In terms of the use of fresh water and emission of carbon dioxide per unit of energy produced, there is a wide range of outcomes among the different sources of energy and oil production sources. If tariffs on the use of fresh water to produce energy and taxes on carbon dioxide emissions generated while producing and transporting energy were properly applied, the economic impact would be significant.

Consequently, the continuing development of already identified oil and gas massive resources does not guarantee that they are the best options to pursue as there could be highly valuable economic options within alternative oil and gas sources or even in renewable sources in the medium to long-term.

The economic value of a project should be discussed under a wider perspective

It is well documented that the economic value imbedded in natural goods and services is difficult to assess on a pure economic basis and differs according to the perspective of the constituent groups.

In general, First Nations attach a higher value to natural goods and services as its living standards are more directly dependent on such natural resources. In general, other constituent groups perceive the economic value of natural good and services indirectly.

It is this perception of higher economic value of natural good and services that enables First Nations to provide a wider perspective to evaluate the feasibility of oil and gas projects with high impacts on the environment.

The traditional measurements of economic growth, centered in the calculation of GDP which is based upon the economic value of goods and services produced, are being disputed by experts for many reasons, including the need to reflect the evolution of inequalities among people and the need to address the use of natural goods and services.

Growth of GDP does not lead to improving living standards for the general population, particularly in countries with economies centered on extractive industries ( oil and gas and mining). In terms of the need to address the use of natural goods and services, a new approach to assign economic value to them has to be developed.

Economic value assumes that the prices of goods and services derive from complete market settings accessible by multiple buyers and sellers. Every player knows the objective function and the quantitative variables needed to aggregate the supply and demand curves in a given market and knows the price of equilibrium at which supply and demand are equal.

When economic value assumes that the information is available to all participants, then, economic value implies certainty, which means that future revenues can be valued as a sub-product of markets and is the same for all.

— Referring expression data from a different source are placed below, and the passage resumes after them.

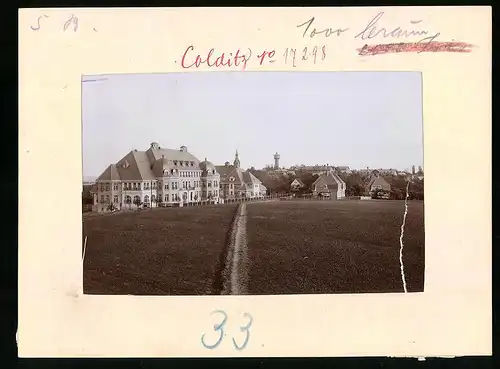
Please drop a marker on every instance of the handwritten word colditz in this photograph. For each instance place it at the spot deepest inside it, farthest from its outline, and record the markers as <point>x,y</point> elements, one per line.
<point>310,54</point>
<point>219,327</point>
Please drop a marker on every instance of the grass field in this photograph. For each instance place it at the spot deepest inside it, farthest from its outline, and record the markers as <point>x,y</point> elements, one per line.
<point>292,247</point>
<point>341,247</point>
<point>158,252</point>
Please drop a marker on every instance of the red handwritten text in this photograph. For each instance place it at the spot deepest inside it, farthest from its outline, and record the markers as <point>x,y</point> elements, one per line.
<point>269,54</point>
<point>416,47</point>
<point>211,60</point>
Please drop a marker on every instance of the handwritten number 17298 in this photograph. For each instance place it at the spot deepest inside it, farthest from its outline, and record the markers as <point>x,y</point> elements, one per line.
<point>306,54</point>
<point>219,327</point>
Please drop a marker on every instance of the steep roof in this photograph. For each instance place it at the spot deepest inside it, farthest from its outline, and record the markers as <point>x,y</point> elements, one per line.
<point>109,174</point>
<point>240,176</point>
<point>170,154</point>
<point>330,178</point>
<point>298,180</point>
<point>379,180</point>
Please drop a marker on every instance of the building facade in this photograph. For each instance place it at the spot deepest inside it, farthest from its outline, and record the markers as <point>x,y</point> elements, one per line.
<point>330,185</point>
<point>378,183</point>
<point>237,183</point>
<point>156,177</point>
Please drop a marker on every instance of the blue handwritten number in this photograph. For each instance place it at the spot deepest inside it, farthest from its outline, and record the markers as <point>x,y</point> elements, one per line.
<point>73,20</point>
<point>217,327</point>
<point>244,329</point>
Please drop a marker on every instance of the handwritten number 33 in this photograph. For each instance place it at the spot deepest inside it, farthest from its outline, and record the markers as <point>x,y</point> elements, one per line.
<point>220,327</point>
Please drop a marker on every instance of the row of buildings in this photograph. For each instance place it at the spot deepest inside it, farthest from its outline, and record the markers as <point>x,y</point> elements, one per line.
<point>164,177</point>
<point>159,176</point>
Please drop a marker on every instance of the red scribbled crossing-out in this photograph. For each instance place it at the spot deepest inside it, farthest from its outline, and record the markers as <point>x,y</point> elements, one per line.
<point>416,47</point>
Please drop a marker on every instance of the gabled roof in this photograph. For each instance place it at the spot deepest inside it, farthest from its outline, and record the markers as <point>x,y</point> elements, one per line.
<point>109,174</point>
<point>330,178</point>
<point>240,176</point>
<point>171,154</point>
<point>135,166</point>
<point>380,180</point>
<point>298,180</point>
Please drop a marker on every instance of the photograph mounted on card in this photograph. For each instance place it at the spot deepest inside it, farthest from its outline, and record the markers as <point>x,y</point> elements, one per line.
<point>204,193</point>
<point>269,190</point>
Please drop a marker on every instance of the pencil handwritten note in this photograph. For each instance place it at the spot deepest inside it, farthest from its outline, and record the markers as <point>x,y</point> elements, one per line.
<point>68,23</point>
<point>412,37</point>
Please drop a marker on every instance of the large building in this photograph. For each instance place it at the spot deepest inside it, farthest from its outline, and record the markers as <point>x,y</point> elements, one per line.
<point>238,183</point>
<point>156,177</point>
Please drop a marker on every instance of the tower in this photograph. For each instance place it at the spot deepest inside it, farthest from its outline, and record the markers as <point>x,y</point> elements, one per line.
<point>276,161</point>
<point>236,160</point>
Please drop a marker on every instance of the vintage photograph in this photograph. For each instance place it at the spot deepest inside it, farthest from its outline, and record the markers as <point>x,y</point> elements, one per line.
<point>252,183</point>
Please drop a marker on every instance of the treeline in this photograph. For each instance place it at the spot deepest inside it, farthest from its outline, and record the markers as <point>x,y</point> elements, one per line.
<point>356,184</point>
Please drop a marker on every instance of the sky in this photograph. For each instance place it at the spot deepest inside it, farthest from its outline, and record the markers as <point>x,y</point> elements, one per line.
<point>356,119</point>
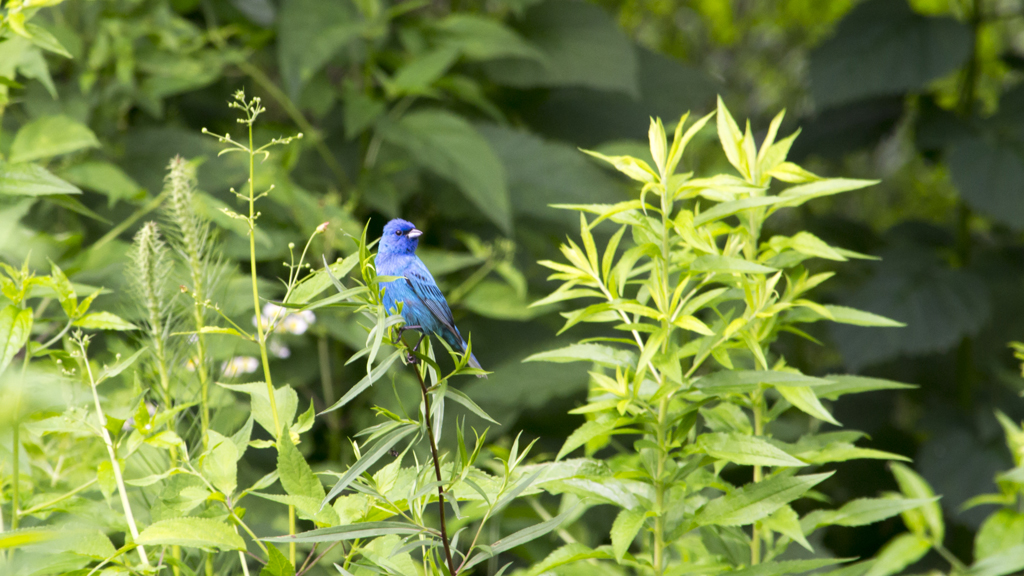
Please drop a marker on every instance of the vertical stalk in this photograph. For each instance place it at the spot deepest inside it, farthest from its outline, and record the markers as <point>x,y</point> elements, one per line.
<point>252,266</point>
<point>291,530</point>
<point>333,423</point>
<point>114,457</point>
<point>16,470</point>
<point>758,406</point>
<point>437,470</point>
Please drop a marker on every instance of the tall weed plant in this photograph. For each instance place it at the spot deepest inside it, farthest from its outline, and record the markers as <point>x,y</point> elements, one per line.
<point>697,430</point>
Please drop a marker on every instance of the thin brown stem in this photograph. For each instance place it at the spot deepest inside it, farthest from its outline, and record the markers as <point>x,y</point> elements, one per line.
<point>437,469</point>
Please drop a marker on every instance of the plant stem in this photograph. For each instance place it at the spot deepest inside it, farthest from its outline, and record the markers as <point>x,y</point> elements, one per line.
<point>333,422</point>
<point>758,405</point>
<point>291,530</point>
<point>437,470</point>
<point>114,458</point>
<point>296,115</point>
<point>14,482</point>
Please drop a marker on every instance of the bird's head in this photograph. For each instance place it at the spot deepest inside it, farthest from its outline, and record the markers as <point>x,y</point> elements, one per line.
<point>399,237</point>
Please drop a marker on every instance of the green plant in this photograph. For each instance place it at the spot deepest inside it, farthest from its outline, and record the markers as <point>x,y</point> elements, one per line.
<point>697,296</point>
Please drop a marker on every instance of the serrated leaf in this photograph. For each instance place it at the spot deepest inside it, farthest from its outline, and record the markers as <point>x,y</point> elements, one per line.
<point>103,321</point>
<point>755,501</point>
<point>219,463</point>
<point>201,533</point>
<point>276,564</point>
<point>598,354</point>
<point>625,530</point>
<point>296,476</point>
<point>15,328</point>
<point>369,457</point>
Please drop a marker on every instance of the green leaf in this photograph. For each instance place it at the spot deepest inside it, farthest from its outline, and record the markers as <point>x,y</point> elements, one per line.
<point>276,564</point>
<point>598,354</point>
<point>461,398</point>
<point>285,397</point>
<point>743,449</point>
<point>309,34</point>
<point>807,401</point>
<point>778,568</point>
<point>725,209</point>
<point>418,75</point>
<point>518,538</point>
<point>884,47</point>
<point>999,532</point>
<point>371,456</point>
<point>42,38</point>
<point>315,283</point>
<point>784,521</point>
<point>741,381</point>
<point>728,264</point>
<point>625,530</point>
<point>201,533</point>
<point>843,384</point>
<point>105,178</point>
<point>589,430</point>
<point>479,38</point>
<point>861,511</point>
<point>1010,561</point>
<point>112,371</point>
<point>296,476</point>
<point>568,553</point>
<point>25,537</point>
<point>307,508</point>
<point>914,487</point>
<point>49,136</point>
<point>31,179</point>
<point>898,553</point>
<point>219,463</point>
<point>103,321</point>
<point>755,501</point>
<point>366,382</point>
<point>350,532</point>
<point>15,328</point>
<point>449,146</point>
<point>584,47</point>
<point>795,196</point>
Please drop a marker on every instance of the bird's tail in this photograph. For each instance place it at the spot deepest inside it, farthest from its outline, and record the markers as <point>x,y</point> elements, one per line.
<point>475,364</point>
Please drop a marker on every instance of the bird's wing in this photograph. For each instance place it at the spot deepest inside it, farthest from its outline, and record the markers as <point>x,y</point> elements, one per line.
<point>426,290</point>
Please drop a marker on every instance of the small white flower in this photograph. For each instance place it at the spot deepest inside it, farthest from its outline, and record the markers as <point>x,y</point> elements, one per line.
<point>295,324</point>
<point>239,365</point>
<point>279,350</point>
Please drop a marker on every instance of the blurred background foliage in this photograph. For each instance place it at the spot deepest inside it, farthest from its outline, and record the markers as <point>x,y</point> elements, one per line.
<point>465,117</point>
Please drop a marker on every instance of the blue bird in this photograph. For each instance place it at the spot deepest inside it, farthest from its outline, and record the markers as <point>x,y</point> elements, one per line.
<point>424,307</point>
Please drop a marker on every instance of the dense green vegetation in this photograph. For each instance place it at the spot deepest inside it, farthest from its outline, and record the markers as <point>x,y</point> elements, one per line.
<point>684,330</point>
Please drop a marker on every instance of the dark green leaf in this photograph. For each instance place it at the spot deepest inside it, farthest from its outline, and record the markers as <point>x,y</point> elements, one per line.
<point>49,136</point>
<point>884,47</point>
<point>450,147</point>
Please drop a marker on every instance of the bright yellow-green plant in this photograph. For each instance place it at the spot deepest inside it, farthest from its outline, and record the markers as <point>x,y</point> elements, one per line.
<point>691,408</point>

As there is no such thing as complete information and certainty for natural goods and services, a first step to calculate economic value for them could be based upon assigning relative values instead of absolute ones. Such a valuation process relies on the concept of scaling –which basically integrates different sets of measurements as a map- for resource allocation purposes and for other purposes, as well.

The underlying aim for designing such a map is to reach a desired future outcome or, reciprocally, to avoid a non-desired future outcome. We can derive from such a map of options the interplay among the concepts of complexity, uncertainty and risks that are posed by different choices.

Pertinent information lessens uncertainty and, consequently, reduces the chances of non-desired future outcomes.

If information is complete enough, totally complete, would mean certainty, the only applicable criterion for choosing the best alternative among the multiple possibilities is maximizing an objective function of value.

There is a way to reach such economic valuation of natural goods and services; however, to design a map as complete as possible, the inclusion of all constituents –in particular, those who have a different perspective- is not only desirable but pertinent and indispensable.